I’ve heard the term three amigos used a lot as a great exercise for team collaboration. It seems that who the amigos are can vary a lot depending on team size to include developers, testers/QA, product owners, designers, etc.
Based on what I read, I have a few questions:
When does your team do their 3 amigos sessions?
Is it always 3 amigos or have you tried more?
How do you integrate this into day to day work? Is there time allowed in the sprint for this or is it structured so that there is a break between sprints to allow for this?
Do you use this approach for all features being developed?
If you can help me with any of the above questions, I’d really appreciate it
In our project, we have sprint planning session at the beginning of a new sprint where do backlog prioritization in the presence of developers, QA Tester ( i.e myself) and Business .
prioritization is done based on business benefit & criticality of the new feature in MVP .
So, we have integrated “Three Amigos” session within our Sprint Planning session.
In Agile process, all the 3 (developers, QA Tester and Business)and more(Product Owners and Stakeholders) work together to beautify the Product outcome.

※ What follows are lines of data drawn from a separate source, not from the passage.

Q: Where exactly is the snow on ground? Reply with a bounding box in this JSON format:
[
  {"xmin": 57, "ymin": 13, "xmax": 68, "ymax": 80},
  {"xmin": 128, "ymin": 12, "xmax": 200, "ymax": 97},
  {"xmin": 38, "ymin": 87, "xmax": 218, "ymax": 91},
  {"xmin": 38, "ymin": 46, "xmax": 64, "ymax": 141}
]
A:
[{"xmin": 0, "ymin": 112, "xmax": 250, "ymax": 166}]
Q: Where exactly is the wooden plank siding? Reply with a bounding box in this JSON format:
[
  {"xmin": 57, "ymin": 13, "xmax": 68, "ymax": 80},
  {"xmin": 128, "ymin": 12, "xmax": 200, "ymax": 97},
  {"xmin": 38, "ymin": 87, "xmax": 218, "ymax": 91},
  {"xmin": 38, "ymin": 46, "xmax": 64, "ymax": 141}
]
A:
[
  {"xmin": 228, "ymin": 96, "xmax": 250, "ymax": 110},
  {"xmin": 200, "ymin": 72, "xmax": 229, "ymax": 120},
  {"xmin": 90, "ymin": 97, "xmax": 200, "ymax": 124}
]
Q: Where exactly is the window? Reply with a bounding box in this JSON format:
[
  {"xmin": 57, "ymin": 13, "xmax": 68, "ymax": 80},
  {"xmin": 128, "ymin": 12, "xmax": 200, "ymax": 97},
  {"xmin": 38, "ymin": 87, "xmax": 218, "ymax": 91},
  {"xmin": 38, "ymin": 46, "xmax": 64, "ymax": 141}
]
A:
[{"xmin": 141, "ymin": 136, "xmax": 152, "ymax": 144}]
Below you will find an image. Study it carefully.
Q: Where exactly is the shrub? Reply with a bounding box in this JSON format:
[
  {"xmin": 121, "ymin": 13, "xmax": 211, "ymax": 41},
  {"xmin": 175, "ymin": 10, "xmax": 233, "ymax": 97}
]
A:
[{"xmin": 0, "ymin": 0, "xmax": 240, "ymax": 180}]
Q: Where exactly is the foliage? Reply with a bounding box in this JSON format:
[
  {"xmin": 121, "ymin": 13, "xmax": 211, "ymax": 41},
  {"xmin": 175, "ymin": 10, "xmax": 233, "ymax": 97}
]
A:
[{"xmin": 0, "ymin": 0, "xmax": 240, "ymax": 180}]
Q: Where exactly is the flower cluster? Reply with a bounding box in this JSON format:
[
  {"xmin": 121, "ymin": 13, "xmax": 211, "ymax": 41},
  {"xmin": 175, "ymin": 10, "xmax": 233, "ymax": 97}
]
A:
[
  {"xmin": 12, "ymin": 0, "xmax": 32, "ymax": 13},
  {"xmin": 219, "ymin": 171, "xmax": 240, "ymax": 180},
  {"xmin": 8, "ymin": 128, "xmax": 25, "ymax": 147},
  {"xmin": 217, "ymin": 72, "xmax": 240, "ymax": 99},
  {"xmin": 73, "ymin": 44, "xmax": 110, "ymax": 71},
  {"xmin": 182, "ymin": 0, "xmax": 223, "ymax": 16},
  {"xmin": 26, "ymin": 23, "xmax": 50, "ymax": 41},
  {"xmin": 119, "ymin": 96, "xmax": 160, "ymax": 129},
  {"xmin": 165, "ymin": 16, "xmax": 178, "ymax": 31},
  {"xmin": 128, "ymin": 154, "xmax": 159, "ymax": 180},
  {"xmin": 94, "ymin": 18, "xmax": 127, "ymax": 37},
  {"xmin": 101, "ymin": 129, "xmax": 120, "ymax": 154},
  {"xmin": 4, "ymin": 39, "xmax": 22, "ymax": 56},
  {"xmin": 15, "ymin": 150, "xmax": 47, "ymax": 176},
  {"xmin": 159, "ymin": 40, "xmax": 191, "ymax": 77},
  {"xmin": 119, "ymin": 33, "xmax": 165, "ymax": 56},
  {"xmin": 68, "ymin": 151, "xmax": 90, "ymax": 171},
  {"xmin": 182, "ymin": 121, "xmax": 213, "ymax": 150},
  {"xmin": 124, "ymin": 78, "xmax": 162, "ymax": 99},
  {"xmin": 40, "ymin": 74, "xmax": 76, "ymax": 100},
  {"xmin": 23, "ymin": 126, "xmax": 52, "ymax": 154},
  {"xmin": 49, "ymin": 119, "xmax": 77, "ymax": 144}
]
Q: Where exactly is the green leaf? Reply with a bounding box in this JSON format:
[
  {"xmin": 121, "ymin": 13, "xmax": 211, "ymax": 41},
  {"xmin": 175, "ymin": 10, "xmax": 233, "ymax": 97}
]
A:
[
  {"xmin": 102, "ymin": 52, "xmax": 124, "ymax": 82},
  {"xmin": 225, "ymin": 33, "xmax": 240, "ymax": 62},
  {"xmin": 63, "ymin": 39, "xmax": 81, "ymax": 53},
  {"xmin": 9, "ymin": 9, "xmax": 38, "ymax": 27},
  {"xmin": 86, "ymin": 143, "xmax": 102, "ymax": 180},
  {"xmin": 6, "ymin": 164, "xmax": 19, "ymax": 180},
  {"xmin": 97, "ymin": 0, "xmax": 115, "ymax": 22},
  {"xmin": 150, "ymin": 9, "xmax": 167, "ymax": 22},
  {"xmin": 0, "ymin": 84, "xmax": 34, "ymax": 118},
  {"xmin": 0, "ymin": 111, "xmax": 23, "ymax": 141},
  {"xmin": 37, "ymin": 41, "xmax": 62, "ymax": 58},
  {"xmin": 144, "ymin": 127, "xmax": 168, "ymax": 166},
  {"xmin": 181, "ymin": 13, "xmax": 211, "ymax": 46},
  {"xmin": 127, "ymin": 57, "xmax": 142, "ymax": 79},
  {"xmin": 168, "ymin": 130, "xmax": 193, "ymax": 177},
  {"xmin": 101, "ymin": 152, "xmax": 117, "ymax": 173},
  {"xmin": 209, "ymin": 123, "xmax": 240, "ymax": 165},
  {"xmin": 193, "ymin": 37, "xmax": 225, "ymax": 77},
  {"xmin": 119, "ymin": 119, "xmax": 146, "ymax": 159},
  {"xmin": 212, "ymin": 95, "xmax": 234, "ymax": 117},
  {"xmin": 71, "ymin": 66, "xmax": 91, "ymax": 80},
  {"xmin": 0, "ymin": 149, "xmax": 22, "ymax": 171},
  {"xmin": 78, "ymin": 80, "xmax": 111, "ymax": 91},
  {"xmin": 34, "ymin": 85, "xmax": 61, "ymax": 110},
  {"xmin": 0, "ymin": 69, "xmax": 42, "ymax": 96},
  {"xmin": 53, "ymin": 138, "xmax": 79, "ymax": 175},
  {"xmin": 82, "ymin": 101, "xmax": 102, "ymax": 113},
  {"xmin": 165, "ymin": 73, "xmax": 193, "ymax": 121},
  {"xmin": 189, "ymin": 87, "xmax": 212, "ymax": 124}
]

In planning phase all the 3 amigos + Product Owner takes part to discuss on the requirements. At the end of each Sprint, they give business demo to stakeholders to get the feedback which can improvise the requirements.
Overall entire team works as one team in Agile world.
In past projects, the 3A meeting occurs after the story card is assigned. Typically, the tester, developer, and analyst attend. There is, occasionally, other amigos that join where it makes sense (training a new analyst or tester, perhaps someone providing automation).
The meeting is informal and focused. It is meant to last no more than 15 minutes. When story cards are well written, the meeting goes fast. I work with project managers to raise their awareness on the benefits of 3A meetings. After a few meetings, there is usually benefit demonstrated.
The primary outcome of this meeting is a shared, single understanding of the card. I encourage testers to express their assumptions and interpretations during this meeting.
When I attended a 3A meeting, I’ve been known to throw out some wild interpretations to get the conversation going.
We have usually 4 Amigos: Dev, QA, OPS and PM. If the feature involves more than 1 component there might be more Dev and OPS involved. They were started to get rid of the monthly planning sessions where everyone was present but seldomly needed and turned them into 5-15m sessions for 4-6 people that are actually needed.
Since then they have undergone some big changes. They used to take place in the last week of the sprint and were organised by the Scrum Master. But other people usually knew better who was needed. Changing priorities messed with this system.
Now they just have to take place before a Dev can start to work on an item. They call the meeting at a convenient time for all participants. We have a list of questions that this meeting needs to answer. Any concept has to be approved by all Devs to not miss any possible side effects.
These meetings really helped avoid misunderstanding of what should be done, last minute needs for customer input, less bug found during testing (as edge cases/special behaviors are pointed out to Dev by QA in advance) and better testing (as we know how it’s implemented and everyone can add their ideas).
I consider the Three Amigos a great way to get Test involved in the requirements discussion and discovery.
When getting stories ready for the sprint. Might be when the story is created or as part of a sprint/feature planning. We also do it if the requirements need to change at any point. Such as when the tester and developer went down a different direction and discovered they both made assumptions on what an acceptance criteria would mean. So now it needs to be clarified and all three get together again.
More. You might have multiple customers you can be involved instead of a product owner. An subject matter expert may be involved but is not the developer or product owner. Or someone may be learning the process and so we will have two testers or two product owners.
Currently we have allocated planning time. In the past we had a weekly 30 minute meeting to go through any items in the backlog.